My research focuses on central problems in stochastic and deterministic models for complex biological systems. I address questions such as:

  • How do we efficiently analyze a nonlinear dynamical model despite the huge number of parameters, variables, and equations?
  • How do biochemical systems show homeostasis despite fluctuating environmental conditions?
  • How do we find a closed form of solutions for dynamical systems?
  • How can we accurately estimate unknown parameters in a model with realistic assumptions using Bayesian approaches?

Recently, after joining UW–Madison as a postdoc, I have been expanding my interest to a more general dynamical system that is not necessarily biological. Specifically, I am working on Koopman theory, which offers a (possibly infinite-dimensional) linear representation of a nonlinear dynamical system. The techniques I have developed span the fields of probability, queueing theory, Bayesian inference, and dynamical systems.

Research Areas

Koopman Theory

Koopman theory is a mathematical framework for representing nonlinear dynamical systems using an infinite-dimensional linear operator. This operator acts on a space of measurement functions of the system's state, allowing for a globally linear representation of nonlinear dynamics. I am working on efficient algorithms to find finite-dimensional linear representations that approximate an original nonlinear dynamical system, as well as purely algebraic conditions that allow a given nonlinear dynamical system to admit an exact finite-dimensional representation.

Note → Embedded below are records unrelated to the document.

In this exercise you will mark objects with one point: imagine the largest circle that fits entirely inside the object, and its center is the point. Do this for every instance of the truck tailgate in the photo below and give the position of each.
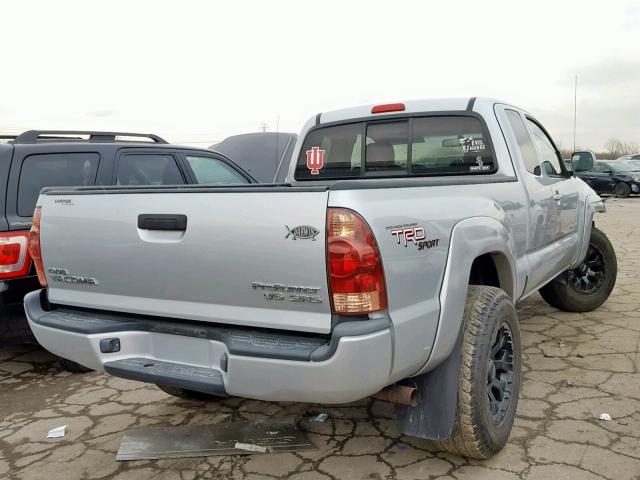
(239, 259)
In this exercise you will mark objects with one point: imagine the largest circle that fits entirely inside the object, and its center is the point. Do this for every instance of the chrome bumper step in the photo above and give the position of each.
(199, 379)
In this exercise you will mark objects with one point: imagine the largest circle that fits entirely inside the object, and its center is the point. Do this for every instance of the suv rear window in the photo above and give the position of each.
(434, 145)
(148, 169)
(53, 170)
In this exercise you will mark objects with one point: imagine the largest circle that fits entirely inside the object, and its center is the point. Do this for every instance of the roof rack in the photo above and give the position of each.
(33, 136)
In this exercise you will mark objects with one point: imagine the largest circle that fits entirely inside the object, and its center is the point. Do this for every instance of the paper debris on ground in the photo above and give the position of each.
(231, 438)
(57, 432)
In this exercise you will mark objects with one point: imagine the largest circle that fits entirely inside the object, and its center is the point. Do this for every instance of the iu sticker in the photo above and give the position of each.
(408, 234)
(315, 160)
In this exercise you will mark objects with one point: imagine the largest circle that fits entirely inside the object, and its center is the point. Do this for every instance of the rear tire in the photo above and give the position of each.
(73, 367)
(188, 394)
(589, 285)
(622, 190)
(489, 377)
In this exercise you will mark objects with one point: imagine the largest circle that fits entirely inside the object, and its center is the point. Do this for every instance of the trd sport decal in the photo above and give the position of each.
(412, 234)
(315, 160)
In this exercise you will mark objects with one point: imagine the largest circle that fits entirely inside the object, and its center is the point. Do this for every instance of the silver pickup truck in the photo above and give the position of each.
(387, 264)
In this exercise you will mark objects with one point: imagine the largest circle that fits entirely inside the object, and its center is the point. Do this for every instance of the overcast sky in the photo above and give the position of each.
(197, 72)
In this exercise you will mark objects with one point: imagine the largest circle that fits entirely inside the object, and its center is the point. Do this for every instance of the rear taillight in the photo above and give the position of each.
(14, 258)
(34, 246)
(356, 278)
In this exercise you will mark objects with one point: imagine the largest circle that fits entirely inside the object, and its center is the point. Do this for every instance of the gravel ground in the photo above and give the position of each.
(576, 366)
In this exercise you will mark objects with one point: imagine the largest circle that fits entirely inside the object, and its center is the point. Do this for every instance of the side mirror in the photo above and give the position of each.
(582, 161)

Chemical Reaction Network Theory

Chemical reaction network theory (CRNT) is a discipline of applied mathematics in which we model a biological/biochemical system using a directed graph representation and infer dynamical properties based on its structural properties. I work on analytic derivation of stationary distributions for the continuous-time Markov chain (CTMC) associated with a stochastic CRN — the steady-state solution of the chemical master equation — which provides long-term information such as sensitivity, robustness, and a likelihood function for Bayesian inference.

Bayesian Inference for Non-Markovian Dynamical Systems

Not all reactions in a biochemical system can be experimentally measured simultaneously. Replacing unobserved reactions with a single random time delay significantly reduces the number of variables and parameters, but the resulting non-Markovian process makes parameter inference difficult. Based on knowledge from stochastic processes (e.g., queueing theory), I have developed Bayesian MCMC methods to infer system parameters in such non-Markovian systems.

Collaborative Works

(1) Cognitive Impairment & Wearable Devices. We use fractal analysis based on detrended fluctuation analysis to find features of activity patterns — measured by wearable devices — that are altered by cognitive impairment, with the goal of enabling pre-diagnosis.

(2) COVID-19 Modeling. We modeled COVID-19 extinction and endemicity based on two immunities with different longevities: long-lived severity-preventing immunity (T-cell) and short-lived infection-preventing immunity (antibody). Our analysis shows that high viral transmission unexpectedly reduces severe COVID-19 rates during endemic transition, and paradoxically accelerates endemic transition with reduced severe cases in highly vaccinated populations.